No protesto que Kosuke deixou escapar havia um pequeno rancor que ele guardava fazia algumas semanas, quando ele ouvira uma menina da natação de quem gostava comentando, enquanto via Satoru nadar: “Puxa, ele é o máximo!”. (Pensando sobre isso agora, ela provavelmente queria dizer apenas “Para alguém tonto como o Kappa, até que ele manda bem”, então talvez não fosse um elogio digno de inveja…)
Satoru nadava bem, não tinha dermatite e com certeza poderia ficar com o gato se o levasse para casa, porque tinha pais legais. Além de ganhar elogio da menina de que eu gosto, ainda vai ter esse gatinho? Não é justo!
O protesto do amigo atingiu Satoru como uma bofetada. Kosuke se arrependeu assim que viu a expressão perplexa dele.
Sabia perfeitamente que estava só descontando sua frustração no amigo.
É que… fui eu que vi primeiro…
Essa foi a única desculpa esfarrapada que conseguiu produzir, mas bastou para fazer Satoru se desculpar sinceramente.
Verdade, você encontrou primeiro, então o gato é seu.
Kosuke só pôde concordar com a cabeça, sentindo-se patético por descontar sua raiva no amigo. Depois de uma despedida meio desconfortável, ele levou a caixa para casa.
Ao contrário do que ele imaginara, a mãe não se opôs à ideia.
Você não tem tido mais dermatite, talvez por causa da natação. Se cuidarmos para a casa ficar bem limpa, acho que não tem problema. Além do mais, quando fomos para a casa do seu tio no outro dia, você não teve problemas com o gato dele…
Pensando bem, ultimamente ela não dava mais tantos sermões sobre a dermatite. Também fazia tempo que não iam ao médico.
No fim, o verdadeiro obstáculo foi o pai.
Ficou maluco? De jeito nenhum!
E fim de conversa. Não havia chance de argumentar.
O que você vai fazer se ele sair afiando as unhas pela casa? E saiba que criar um gato não é de graça não, viu? Você acha que eu dou duro o dia inteiro lá no estúdio pra comprar comida pra bicho?

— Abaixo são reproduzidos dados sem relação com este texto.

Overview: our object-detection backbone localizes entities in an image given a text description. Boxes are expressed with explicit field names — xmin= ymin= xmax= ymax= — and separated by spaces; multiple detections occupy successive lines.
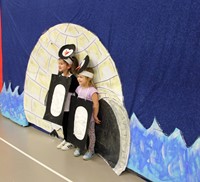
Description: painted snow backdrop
xmin=1 ymin=0 xmax=200 ymax=181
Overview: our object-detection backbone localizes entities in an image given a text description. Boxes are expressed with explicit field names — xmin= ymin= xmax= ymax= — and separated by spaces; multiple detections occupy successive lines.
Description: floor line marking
xmin=0 ymin=137 xmax=73 ymax=182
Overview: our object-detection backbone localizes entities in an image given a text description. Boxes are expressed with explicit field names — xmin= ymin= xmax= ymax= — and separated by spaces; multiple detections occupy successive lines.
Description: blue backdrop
xmin=1 ymin=0 xmax=200 ymax=146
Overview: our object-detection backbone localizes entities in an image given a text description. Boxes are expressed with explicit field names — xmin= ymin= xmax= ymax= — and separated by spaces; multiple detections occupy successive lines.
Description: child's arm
xmin=92 ymin=93 xmax=101 ymax=124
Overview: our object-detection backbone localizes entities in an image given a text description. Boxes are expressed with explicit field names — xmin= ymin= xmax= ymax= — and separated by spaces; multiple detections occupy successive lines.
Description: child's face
xmin=77 ymin=74 xmax=90 ymax=87
xmin=58 ymin=59 xmax=71 ymax=72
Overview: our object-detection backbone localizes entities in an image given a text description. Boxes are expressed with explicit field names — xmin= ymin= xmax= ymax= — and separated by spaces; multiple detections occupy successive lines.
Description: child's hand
xmin=94 ymin=117 xmax=101 ymax=124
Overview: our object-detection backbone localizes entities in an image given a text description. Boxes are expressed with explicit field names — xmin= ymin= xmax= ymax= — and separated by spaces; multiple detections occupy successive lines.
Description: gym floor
xmin=0 ymin=115 xmax=145 ymax=182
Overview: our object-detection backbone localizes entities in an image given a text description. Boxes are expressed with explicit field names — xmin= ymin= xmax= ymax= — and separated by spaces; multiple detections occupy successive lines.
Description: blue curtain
xmin=1 ymin=0 xmax=200 ymax=146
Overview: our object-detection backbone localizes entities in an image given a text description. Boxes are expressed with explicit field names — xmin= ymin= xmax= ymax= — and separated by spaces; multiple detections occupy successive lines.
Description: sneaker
xmin=61 ymin=142 xmax=74 ymax=150
xmin=83 ymin=151 xmax=94 ymax=160
xmin=74 ymin=148 xmax=81 ymax=157
xmin=57 ymin=140 xmax=66 ymax=149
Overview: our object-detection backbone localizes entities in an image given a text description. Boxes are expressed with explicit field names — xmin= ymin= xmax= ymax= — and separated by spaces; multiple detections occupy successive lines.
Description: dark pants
xmin=62 ymin=112 xmax=69 ymax=141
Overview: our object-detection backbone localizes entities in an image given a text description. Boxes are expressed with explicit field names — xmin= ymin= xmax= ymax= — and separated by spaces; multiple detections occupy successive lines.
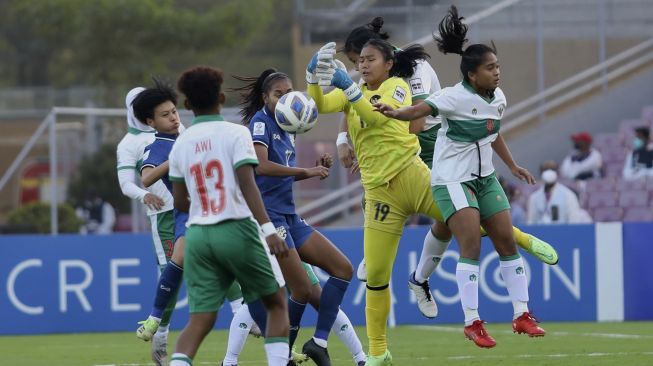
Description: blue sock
xmin=247 ymin=300 xmax=268 ymax=337
xmin=315 ymin=277 xmax=349 ymax=341
xmin=151 ymin=261 xmax=184 ymax=319
xmin=288 ymin=296 xmax=306 ymax=349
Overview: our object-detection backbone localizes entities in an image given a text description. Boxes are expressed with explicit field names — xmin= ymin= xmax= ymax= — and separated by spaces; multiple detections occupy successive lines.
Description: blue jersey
xmin=141 ymin=133 xmax=178 ymax=194
xmin=249 ymin=107 xmax=297 ymax=214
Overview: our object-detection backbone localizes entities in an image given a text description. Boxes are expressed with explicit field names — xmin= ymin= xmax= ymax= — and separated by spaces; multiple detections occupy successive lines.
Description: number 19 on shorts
xmin=374 ymin=202 xmax=390 ymax=222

A mãe tentou interceder a favor do menino, mas, aparentemente, isso só aumentou a irritação do pai. Cada vez mais obstinado, ele enxotou Kosuke de casa, mandando-o devolver a caixa ao lugar onde a tinha encontrado, e que fizesse isso antes do jantar.
Kosuke foi choramingando até o pé da ladeira, abraçado à caixa com o gatinho. Chegou até a placa com o mapa, mas como poderia largar a caixa lá? Em vez disso, seguiu até a casa de Satoru, mesmo se sentindo ainda um pouco desconfortável por terem se despedido em um clima desagradável.